Con ellos caminaba aquel día. Había subido las escaleras, avanzado en la fila, sentádome en la mesa, deglutido el menú del día, y preparábame para devolver la bandeja y los platos sucios.
Algo falló. Entre el suelo grasiento, mis tobillos fallucos y el tacón traicionero, me encontré flotando en cámara lenta, razonando la pérdida de equilibrio y futureando el doloroso desenlace correspondiente.
Hice lo que pude por evitarlo: reboté contra la barra de panes y especias y aterricé en el dispositivo para bandejas y cubiertos, con los brazos abiertos y mis residuos (culinarios, corporales y espirituales) entre ellos.

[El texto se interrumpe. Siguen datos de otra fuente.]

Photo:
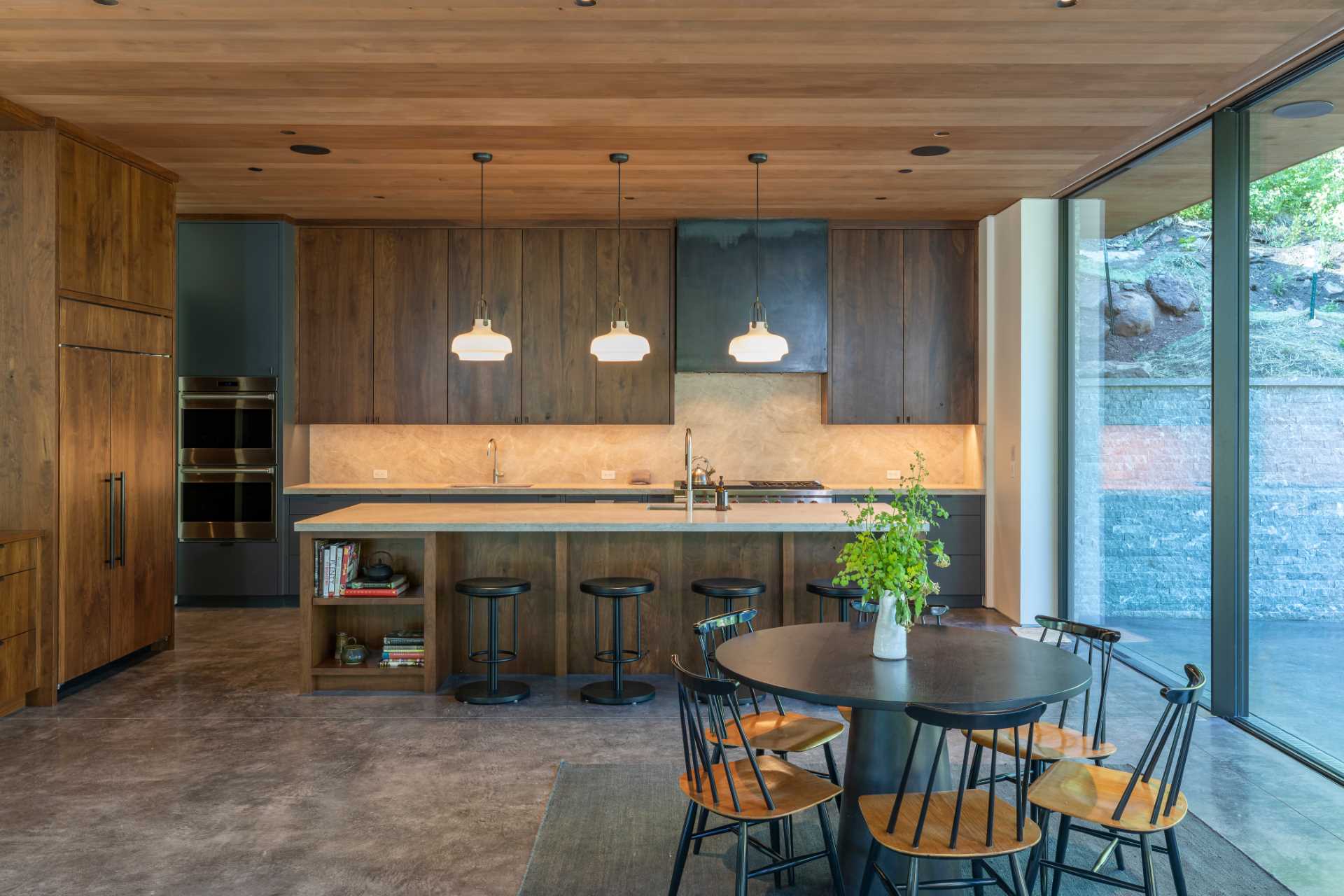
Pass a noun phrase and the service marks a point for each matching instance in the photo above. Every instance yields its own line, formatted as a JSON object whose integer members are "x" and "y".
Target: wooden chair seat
{"x": 1092, "y": 793}
{"x": 937, "y": 830}
{"x": 792, "y": 789}
{"x": 1050, "y": 743}
{"x": 780, "y": 732}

El jefe, en la fila para comer, ante semejante ruido y movimiento, preguntó: ¨Te resbalaste?¨ … y siguió su camino. Yo: ¨Je…je…+ smile¨ (y en mi mente: ¨du-uh!¨), mientras ordenaba a mis piernas dejar de temblar, comprobaba que los pies aún me respondieran y le aceptaba a doña Sandri la escoba y el recogedor.
Saldo total: un plato roto, un tobillo tronchado y recordar, como buenamente aconseja la Señora Pura Vida, lo benéfica que resulta la capacidad de reírse de uno mismo.